Vallely Law, PLLC, Syosset, NY (Natalia Thomas of counsel), for respondent.
In an action to foreclose a mortgage, the defendant Angel Paniagua appeals from an order of the Supreme Court, Suffolk County (Howard H. Heckman, Jr., J.), dated October 25, 2019. The order, insofar as appealed from, denied that branch of that defendant's motion which was pursuant to CPLR 3211 (a) (5) to dismiss the complaint insofar as asserted against him as time-barred.
Ordered that the order is reversed insofar as appealed from, on the law, with costs, and that branch of the motion of the defendant Angel Paniagua which was pursuant to CPLR 3211 (a) (5) to dismiss the complaint insofar as asserted against him as time-barred is granted.
In January 2019, the plaintiff commenced this action against the defendant Angel Paniagua (hereinafter the defendant), among others, to foreclose a mortgage on property located in Bay Shore. In lieu of answering the complaint, the defendant moved, inter alia, pursuant to CPLR 3211 (a) (5) to dismiss the complaint insofar as asserted against him as time-barred, citing the commencement of a prior action to foreclose the same mortgage in June 2010 (hereinafter the 2010 action). The plaintiff opposed the motion, arguing, among other things, that there remained questions of fact as to whether the debt was de-accelerated and whether the debt had been acknowledged by the defendant. In an order dated October 25, 2019, the Supreme Court, inter alia, denied that branch of the defendant's motion. The defendant appeals.

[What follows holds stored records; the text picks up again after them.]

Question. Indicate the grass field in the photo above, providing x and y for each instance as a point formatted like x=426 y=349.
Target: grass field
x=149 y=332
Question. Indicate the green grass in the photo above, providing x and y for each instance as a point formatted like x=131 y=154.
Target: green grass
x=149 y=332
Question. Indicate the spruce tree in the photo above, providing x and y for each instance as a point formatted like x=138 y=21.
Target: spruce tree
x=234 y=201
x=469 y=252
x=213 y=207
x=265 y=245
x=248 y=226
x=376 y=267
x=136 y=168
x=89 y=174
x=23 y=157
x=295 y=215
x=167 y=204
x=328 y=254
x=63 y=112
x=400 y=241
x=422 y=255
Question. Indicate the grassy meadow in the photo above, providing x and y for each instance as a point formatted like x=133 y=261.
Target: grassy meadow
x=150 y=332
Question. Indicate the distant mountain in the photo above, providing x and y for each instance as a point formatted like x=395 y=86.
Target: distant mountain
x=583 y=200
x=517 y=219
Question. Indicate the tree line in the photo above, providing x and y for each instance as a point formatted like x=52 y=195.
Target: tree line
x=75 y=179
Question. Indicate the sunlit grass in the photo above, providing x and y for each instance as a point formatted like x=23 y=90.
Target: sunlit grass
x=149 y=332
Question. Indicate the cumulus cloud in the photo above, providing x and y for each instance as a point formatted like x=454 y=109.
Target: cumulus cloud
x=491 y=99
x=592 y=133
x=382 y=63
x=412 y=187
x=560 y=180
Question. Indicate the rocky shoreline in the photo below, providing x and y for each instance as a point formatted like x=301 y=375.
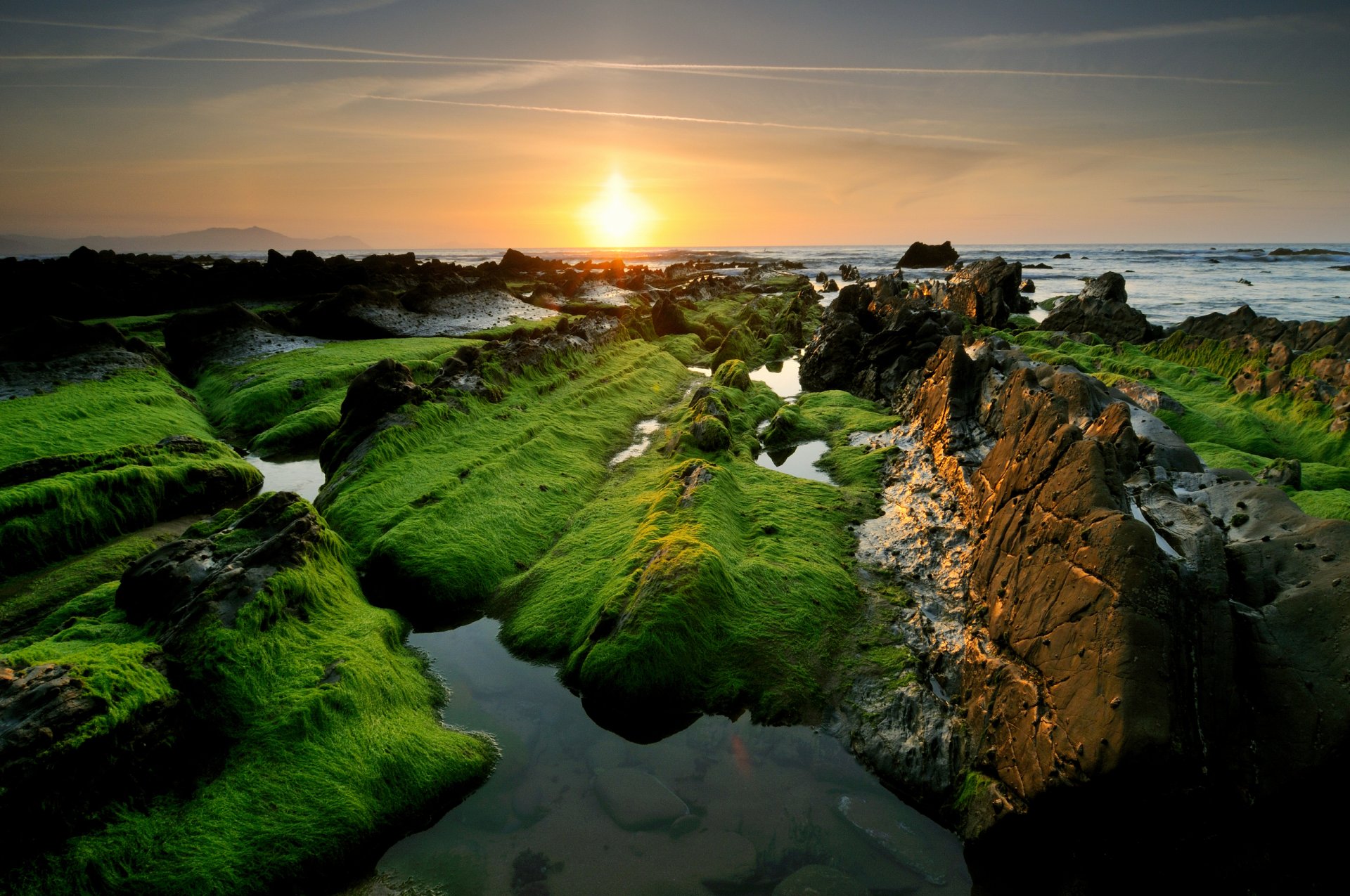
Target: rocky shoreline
x=1034 y=594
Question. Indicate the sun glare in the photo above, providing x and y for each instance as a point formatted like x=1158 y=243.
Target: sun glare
x=617 y=218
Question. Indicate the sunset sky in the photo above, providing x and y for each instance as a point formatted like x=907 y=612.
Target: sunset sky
x=412 y=123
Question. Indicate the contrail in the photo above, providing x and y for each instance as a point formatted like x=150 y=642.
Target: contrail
x=645 y=117
x=432 y=58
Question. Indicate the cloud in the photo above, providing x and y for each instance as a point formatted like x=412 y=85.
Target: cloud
x=338 y=8
x=1211 y=27
x=648 y=117
x=307 y=99
x=767 y=72
x=1188 y=199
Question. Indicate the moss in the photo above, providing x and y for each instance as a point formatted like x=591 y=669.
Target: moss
x=1215 y=356
x=717 y=595
x=1332 y=504
x=39 y=598
x=685 y=347
x=466 y=495
x=289 y=403
x=1301 y=366
x=736 y=344
x=700 y=579
x=328 y=736
x=1225 y=428
x=108 y=656
x=735 y=374
x=974 y=786
x=134 y=406
x=95 y=497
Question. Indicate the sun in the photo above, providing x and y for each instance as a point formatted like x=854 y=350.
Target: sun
x=617 y=218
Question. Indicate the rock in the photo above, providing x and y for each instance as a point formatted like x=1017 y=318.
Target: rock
x=726 y=862
x=638 y=800
x=818 y=880
x=984 y=293
x=925 y=255
x=710 y=434
x=733 y=372
x=1102 y=309
x=669 y=319
x=870 y=347
x=1282 y=473
x=186 y=580
x=882 y=822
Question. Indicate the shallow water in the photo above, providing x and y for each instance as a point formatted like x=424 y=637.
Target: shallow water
x=797 y=460
x=641 y=441
x=299 y=474
x=760 y=800
x=783 y=377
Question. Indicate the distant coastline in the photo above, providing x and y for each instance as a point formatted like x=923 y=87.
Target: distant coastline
x=214 y=239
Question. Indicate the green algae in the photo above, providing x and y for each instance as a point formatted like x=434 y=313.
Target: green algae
x=690 y=583
x=95 y=497
x=103 y=652
x=289 y=403
x=1330 y=504
x=33 y=604
x=133 y=406
x=327 y=732
x=472 y=491
x=1225 y=428
x=700 y=579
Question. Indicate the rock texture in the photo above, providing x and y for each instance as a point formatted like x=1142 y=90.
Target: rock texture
x=1103 y=628
x=1306 y=359
x=924 y=255
x=1102 y=309
x=983 y=293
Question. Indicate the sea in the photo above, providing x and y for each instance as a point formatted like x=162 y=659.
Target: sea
x=1166 y=283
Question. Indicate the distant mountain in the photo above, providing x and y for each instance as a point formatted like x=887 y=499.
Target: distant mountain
x=214 y=239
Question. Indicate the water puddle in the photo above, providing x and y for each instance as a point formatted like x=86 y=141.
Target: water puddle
x=1163 y=543
x=641 y=441
x=299 y=474
x=797 y=460
x=719 y=807
x=783 y=377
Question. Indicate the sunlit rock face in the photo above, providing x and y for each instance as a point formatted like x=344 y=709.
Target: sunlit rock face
x=1098 y=621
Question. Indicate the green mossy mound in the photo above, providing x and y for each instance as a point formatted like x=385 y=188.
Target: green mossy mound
x=290 y=403
x=470 y=491
x=308 y=736
x=27 y=599
x=58 y=507
x=98 y=459
x=1223 y=427
x=130 y=408
x=705 y=582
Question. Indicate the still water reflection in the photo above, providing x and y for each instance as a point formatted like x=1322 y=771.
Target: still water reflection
x=719 y=807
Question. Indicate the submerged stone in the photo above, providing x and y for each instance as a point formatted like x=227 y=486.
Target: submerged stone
x=818 y=880
x=638 y=800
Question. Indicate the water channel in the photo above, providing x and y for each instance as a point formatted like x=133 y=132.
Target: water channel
x=720 y=807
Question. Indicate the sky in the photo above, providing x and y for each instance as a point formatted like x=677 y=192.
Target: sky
x=413 y=123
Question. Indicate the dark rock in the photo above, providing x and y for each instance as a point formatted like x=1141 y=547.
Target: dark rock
x=925 y=255
x=183 y=582
x=669 y=319
x=1282 y=473
x=984 y=293
x=1102 y=309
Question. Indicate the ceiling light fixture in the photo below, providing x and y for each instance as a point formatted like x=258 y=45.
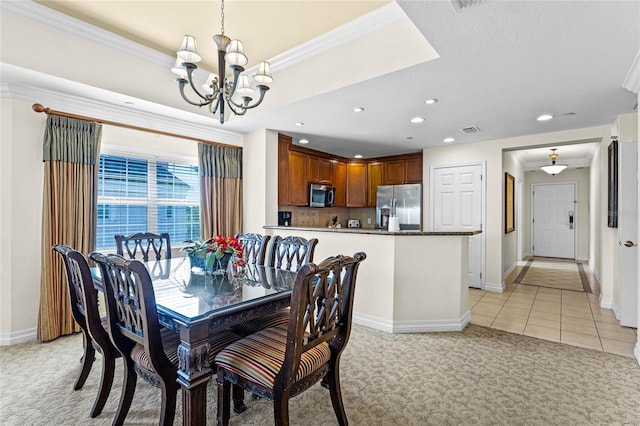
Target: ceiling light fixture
x=553 y=168
x=219 y=90
x=544 y=117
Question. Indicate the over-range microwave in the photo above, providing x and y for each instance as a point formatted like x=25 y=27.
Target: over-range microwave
x=321 y=195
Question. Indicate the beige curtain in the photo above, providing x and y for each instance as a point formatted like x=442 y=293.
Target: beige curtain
x=220 y=190
x=71 y=153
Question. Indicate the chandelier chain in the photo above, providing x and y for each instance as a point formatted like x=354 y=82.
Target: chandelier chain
x=222 y=17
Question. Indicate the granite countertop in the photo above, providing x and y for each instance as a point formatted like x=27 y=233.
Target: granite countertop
x=371 y=231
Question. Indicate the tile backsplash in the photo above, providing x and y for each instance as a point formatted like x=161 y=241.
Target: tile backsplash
x=322 y=217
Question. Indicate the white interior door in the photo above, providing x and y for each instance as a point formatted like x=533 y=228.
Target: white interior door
x=457 y=206
x=628 y=233
x=554 y=220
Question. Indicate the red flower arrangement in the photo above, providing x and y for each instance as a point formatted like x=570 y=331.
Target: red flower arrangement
x=215 y=248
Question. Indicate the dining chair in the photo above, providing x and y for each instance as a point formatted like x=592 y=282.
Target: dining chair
x=254 y=247
x=280 y=362
x=143 y=244
x=85 y=311
x=148 y=350
x=288 y=253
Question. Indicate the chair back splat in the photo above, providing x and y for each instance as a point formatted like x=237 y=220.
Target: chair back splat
x=144 y=245
x=254 y=247
x=282 y=361
x=85 y=311
x=136 y=332
x=291 y=253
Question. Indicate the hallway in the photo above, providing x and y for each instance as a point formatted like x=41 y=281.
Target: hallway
x=541 y=311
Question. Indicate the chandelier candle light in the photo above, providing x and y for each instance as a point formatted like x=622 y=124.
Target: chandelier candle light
x=219 y=90
x=553 y=169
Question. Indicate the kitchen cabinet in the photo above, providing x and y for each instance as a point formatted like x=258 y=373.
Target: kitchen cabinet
x=375 y=177
x=339 y=171
x=413 y=170
x=319 y=170
x=297 y=179
x=401 y=171
x=357 y=185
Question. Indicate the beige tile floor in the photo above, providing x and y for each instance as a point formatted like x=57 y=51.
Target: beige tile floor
x=565 y=316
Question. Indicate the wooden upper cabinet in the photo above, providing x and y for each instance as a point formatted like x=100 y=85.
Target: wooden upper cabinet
x=375 y=177
x=397 y=172
x=356 y=184
x=394 y=172
x=283 y=169
x=319 y=170
x=297 y=179
x=413 y=170
x=340 y=182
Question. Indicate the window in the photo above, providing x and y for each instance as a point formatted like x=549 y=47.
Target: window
x=145 y=195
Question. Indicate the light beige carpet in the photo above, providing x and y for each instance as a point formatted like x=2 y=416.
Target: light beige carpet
x=554 y=273
x=479 y=376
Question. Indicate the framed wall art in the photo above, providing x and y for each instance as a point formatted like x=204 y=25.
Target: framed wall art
x=509 y=203
x=612 y=185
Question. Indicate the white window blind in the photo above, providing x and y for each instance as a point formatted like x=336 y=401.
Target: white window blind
x=146 y=195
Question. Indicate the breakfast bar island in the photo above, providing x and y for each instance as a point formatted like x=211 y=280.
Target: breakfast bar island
x=411 y=281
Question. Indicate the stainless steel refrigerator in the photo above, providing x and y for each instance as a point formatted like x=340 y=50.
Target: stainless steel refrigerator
x=403 y=201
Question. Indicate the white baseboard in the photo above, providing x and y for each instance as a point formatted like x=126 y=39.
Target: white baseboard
x=8 y=339
x=497 y=288
x=606 y=303
x=508 y=271
x=412 y=326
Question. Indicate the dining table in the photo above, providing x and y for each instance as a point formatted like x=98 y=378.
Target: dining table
x=197 y=304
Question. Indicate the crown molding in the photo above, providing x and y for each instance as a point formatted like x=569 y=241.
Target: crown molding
x=632 y=80
x=171 y=122
x=359 y=27
x=378 y=18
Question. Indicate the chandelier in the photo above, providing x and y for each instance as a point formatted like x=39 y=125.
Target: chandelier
x=235 y=91
x=553 y=168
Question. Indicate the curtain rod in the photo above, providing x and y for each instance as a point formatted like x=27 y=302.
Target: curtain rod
x=49 y=111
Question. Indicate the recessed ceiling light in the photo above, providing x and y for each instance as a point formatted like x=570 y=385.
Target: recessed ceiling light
x=544 y=117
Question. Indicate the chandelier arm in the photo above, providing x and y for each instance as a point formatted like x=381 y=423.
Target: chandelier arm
x=232 y=107
x=263 y=91
x=181 y=83
x=237 y=69
x=190 y=68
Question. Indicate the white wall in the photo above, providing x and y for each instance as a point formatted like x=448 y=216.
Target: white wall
x=582 y=180
x=491 y=152
x=20 y=220
x=260 y=180
x=511 y=165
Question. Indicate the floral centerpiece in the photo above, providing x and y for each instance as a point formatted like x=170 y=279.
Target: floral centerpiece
x=215 y=253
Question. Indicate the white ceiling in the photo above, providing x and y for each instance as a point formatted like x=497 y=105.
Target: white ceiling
x=497 y=66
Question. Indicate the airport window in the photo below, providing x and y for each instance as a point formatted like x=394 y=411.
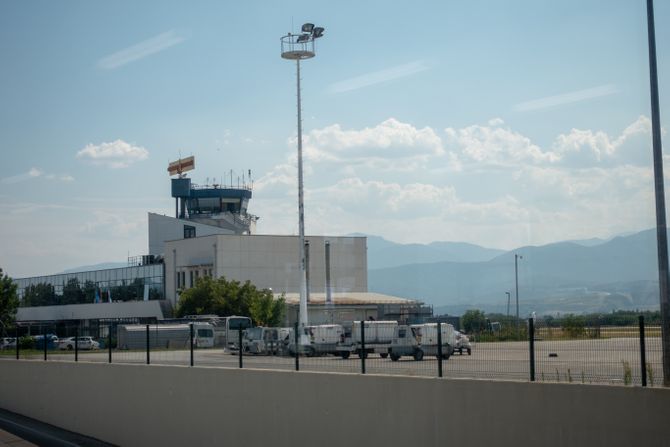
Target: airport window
x=189 y=231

" 'On a motion to dismiss a complaint pursuant to CPLR 3211 (a) (5) on the ground that the statute of limitations has expired, the moving defendant must establish, prima facie, that the time in which to commence the action has expired' " (U.S. Bank N.A. v Vitolo, 182 AD3d 627, 627-628 [2020], quoting Wells Fargo Bank, N.A. v Eitani, 148 AD3d 193, 197 [2017]). " 'If the defendant satisfies this burden, the burden shifts to the plaintiff to raise a question of fact as to whether the statute of limitations was tolled or otherwise inapplicable, or whether the plaintiff actually commenced the action within the applicable limitations period' " (U.S. Bank N.A. v Vitolo, 182 AD3d at 628, quoting Barry v Cadman Towers, Inc., 136 AD3d 951, 952 [2016]).
An action to foreclose a mortgage is governed by a six-year statute of limitations (see CPLR 213 [4]). Even if a mortgage is payable in installments, once a mortgage debt is accelerated, the entire amount is due and the statute of limitations begins to run on the entire debt (see Bank of [*2]N.Y. Mellon v Craig, 169 AD3d 627, 629 [2019]; Kashipour v Wilmington Sav. Fund Socy., FSB, 144 AD3d 985, 986 [2016]). Acceleration may occur, inter alia, by the commencement of a foreclosure action (see Fannie Mae v 133 Mgt., LLC, 126 AD3d 670, 670 [2015]). "A lender may revoke its election to accelerate the mortgage, but it must do so by an affirmative act of revocation occurring during the six-year statute of limitations period" (NMNT Realty Corp. v Knoxville 2012 Trust, 151 AD3d 1068, 1069 [2017]). "Where acceleration occur[s] by virtue of the filing of a complaint in a foreclosure action, the noteholder's voluntary discontinuance of that action constitutes an affirmative act of revocation of that acceleration as a matter of law, absent an express, contemporaneous statement to the contrary by the noteholder" (Freedom Mtge. Corp. v Engel, 37 NY3d 1, 32 [2021]; see U.S. Bank N.A. v Davids, 197 AD3d 1203, 1204 [2021]).
Here, the defendant established, prima facie, that the mortgage debt was accelerated by the commencement of the 2010 action, more than six years prior to the commencement of this action. While the defendant's motion papers also demonstrated that the 2010 action was voluntarily discontinued by an order dated July 5, 2017, the discontinuation was not effective to revoke the acceleration of the debt because it did not occur during the six-year limitations period (cf. U.S. Bank N.A. v Davids, 197 AD3d at 1205; Wells Fargo Bank, N.A. v Islam, 193 AD3d 1016, 1018 [2021]).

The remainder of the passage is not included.